Like many of you, I receive a steady barrage of e-mail advertisements from companies pitching their latest product or service. On Sunday, July 14th, I received an ad to view a 60-minute webinar entitled “Stop Avoiding Difficult Conversations”. The title captured my attention as it came just twelve hours after the announcement of the verdict in the George Zimmerman trial on Saturday. With twitter erupting and the media abuzz, I found the webinar title timely, provocative, and prophetic.
The webinar promised to teach participants “how to prepare for your difficult conversation”. I began to wonder whether or not clergy and church leaders were prepared and willing to have “the difficult conversation” warranted by the trial results.
Tweeting Is Not Enough
After hearing the verdict, I added my muse to the cacophony of reactions spewing across social media. But voicing my solo opinion in cyberspace didn’t seem enough for such a volatile issue. Can one “tweet” lead to better understanding or mutual respect or reconciliation between people?

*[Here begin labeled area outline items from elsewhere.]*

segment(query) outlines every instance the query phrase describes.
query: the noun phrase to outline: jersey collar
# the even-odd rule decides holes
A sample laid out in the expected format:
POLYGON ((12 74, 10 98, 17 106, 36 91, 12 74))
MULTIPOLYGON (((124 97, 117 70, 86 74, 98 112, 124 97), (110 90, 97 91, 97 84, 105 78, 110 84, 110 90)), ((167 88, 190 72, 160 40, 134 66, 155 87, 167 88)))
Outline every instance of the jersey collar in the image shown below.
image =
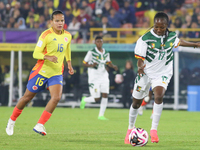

As Saturday night bled into Sunday morning, I wondered whether pastors and congregations would pause to address the landmark decision or act as if nothing had happened and simply “praise the Lord” in their worship services. Would churches interrupt their regularly scheduled programming to weigh in on the breaking news?
I wondered whether or not pastors would forgo some sleep to edit or completely rewrite their sermons? For those following the lectionary, I wondered if pastors would preach the parable on the Good Samaritan (Luke 10:25-37) with fresh insight? The court of public opinion was in session, but would the church take time to talk and reflect and pray?
Honesty Without Pretense
I am haunted by the candid words of a pastor at a clergy retreat who remarked “There’s more honesty in an AA meeting then there is a typical Sunday morning worship service”. Honest conversation, devoid of Christianese and predictable ritual responses, can be the norm—if we choose it as a priority in our churches.
Regardless of where you stand with the verdict in the Zimmerman trial, there is an opportunity for a larger conversation. A young man was killed. Another man’s life is marred forever. We need to talk about our national perceptions about the issues dredged up by this court case: the role of race in matters of morality, justice, sanctity of life, power, privilege, and self-defense to name a few.
Starting the Difficult Conversation
How do you start the difficult conversation? I have been reading Know Your Story and Lead with It: The Power of Narrative in Clergy Leadership by Richard L. Hester & Kelli Walker-Jones. The premise of this type of leadership is simple. Clergy leaders should learn their own inner story first and lead others in discovery of their stories. In short, it teaches people how to start honest, civil conversations about things that deeply affect our lives.
Much of what we value in life emerges from what we learn implicitly. We watch, we hear, we listen to others and consciously or unconsciously chose what information becomes part of our personal narrative. That narrative shapes our values, beliefs and behaviors. To this narrative God’s transforming message in scripture offers a countercultural alternative. Conversations take on new depth when we talk about the times our story collides with God’s story.
Curious Listener vs. Know-it-all Expert
If we engage in honest conversations as curious listeners rather than know-it-all experts, critical questions may emerge that reveal the path that churches could take. If we create sacred space, the Holy Spirit will function as our Teacher and guide us. Consider the following possibilities. What would happen if churches took time to lead neighborhoods and representatives from law enforcement in honest conversations about how to conduct neighborhood watch groups? What would happen if churches led conversations about how to get know and love one’s neighbor? What would happen if churches led conversations about the assumptions that fuel fears between people? Who knows what other questions could emerge from church-initiated conversations.
The preparation for honest conversation begins with discovering one’s personal story. What we typically know about ourselves is a “thin narrative” derived from the editorial choices we make. The discovery process pushes us beyond the unexamined narrative that fuels many of our behaviors and attitudes. To get to the “thicker” version of our narrative we need to share our story with others in a trusting environment. We also need to hear our story alongside the story of others.
To build trust, invite everyone in the conversation to suspend the presumption of “knowing” the right answer. Instead encourage people to simply listen to each other without commentary. Authors Hester and Walker-Jones (2009) urge adoption of Parker Palmer’s practice of Circles of Trust: “no fixing, no saving, no advising, no setting each other straight”(p. 25). The ground rules are simple: listen without being the expert, respect the other person, and go into the conversation as a curious listener. If we learn to talk with honest candor in peaceful times those skills will be available when challenging situations arise.
We often fear what we don’t know. It is not enough to merely co-exist or tolerate each other in this country. That, Howard Thurman says is “contact without fellowship”. If we really are “our brother’s keeper” and if we truly believe you should “love your neighbor as yourself” then it is time to talk—even if it means starting a difficult conversation.
Hester, R. & Walker-Jones, K. (2009). Herndon, VA: The Alban Institute.